Among those challenges is knowing the good guys from the bad guys, the honest from the corrupt. That is an increasing challenge in this market, foreign to everyone not from here. Julia Ioffe writes at GQ that our view of Ukraine is ridiculously two-dimensional:
Like the inhabitants of all borderlands throughout history, many Ukrainians have learned to play one side against the other in securing money and power for themselves. Lavishing money on an American consultant with deep ties to the Republican establishment (like Manafort) or to the Democratic one (like Hunter Biden or Devine) can go a long way in securing influence in Washington and, hopefully, still more money in the form of American aid. The same can be done to secure the flow of Russian funds.
[…]
Ukraine pops up in our domestic political scandals because it is in the middle of a tug-of-war between Russia and the West, and because Westerners go there to enrich themselves doing questionable work. But in our minds, it is a small country somewhere over the horizon, full of people with funny Slavic names. Ukraine is much easier to think about if we cram it into our own political dichotomies, even if that distorts what’s really happening on the ground. The problem in doing so, however, is that we become unwitting participants in someone else’s games.
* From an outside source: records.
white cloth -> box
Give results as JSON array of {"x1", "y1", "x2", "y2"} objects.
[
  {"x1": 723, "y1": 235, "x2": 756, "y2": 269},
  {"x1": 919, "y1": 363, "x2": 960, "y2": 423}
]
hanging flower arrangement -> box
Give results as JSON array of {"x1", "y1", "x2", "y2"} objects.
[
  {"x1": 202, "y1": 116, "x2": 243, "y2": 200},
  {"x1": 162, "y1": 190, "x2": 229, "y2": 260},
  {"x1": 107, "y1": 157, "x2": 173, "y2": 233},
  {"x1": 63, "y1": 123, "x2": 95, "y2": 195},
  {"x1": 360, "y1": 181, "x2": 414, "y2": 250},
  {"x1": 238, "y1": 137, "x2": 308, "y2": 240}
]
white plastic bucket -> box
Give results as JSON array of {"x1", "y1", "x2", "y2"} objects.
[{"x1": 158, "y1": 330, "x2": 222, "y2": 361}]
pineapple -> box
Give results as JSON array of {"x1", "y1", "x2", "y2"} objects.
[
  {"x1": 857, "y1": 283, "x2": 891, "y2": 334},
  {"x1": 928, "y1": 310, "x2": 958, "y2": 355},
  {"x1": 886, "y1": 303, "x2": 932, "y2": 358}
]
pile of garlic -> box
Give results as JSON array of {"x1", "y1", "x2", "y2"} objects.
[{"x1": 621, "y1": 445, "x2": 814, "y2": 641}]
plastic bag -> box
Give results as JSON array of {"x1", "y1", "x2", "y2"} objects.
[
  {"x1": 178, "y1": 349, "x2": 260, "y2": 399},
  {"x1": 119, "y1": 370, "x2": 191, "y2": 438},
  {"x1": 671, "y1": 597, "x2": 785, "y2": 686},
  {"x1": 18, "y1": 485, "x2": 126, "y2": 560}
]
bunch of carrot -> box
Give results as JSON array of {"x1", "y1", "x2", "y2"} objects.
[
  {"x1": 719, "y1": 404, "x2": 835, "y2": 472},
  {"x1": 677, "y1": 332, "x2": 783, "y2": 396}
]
Ukraine scored 32/100 on Transparency International‘s 2018 corruption index, improving. The U.S. scored 71/100 on Transparency International’s 2018 corruption index, worsening. The transparency of the acting president’s efforts to smear his political opponents with his own dung would be laughable if not for the peril he and his allies’ corruption pose to the future of the republic Lincoln described during “the fiery trial through which we pass” as “the last best hope of earth.”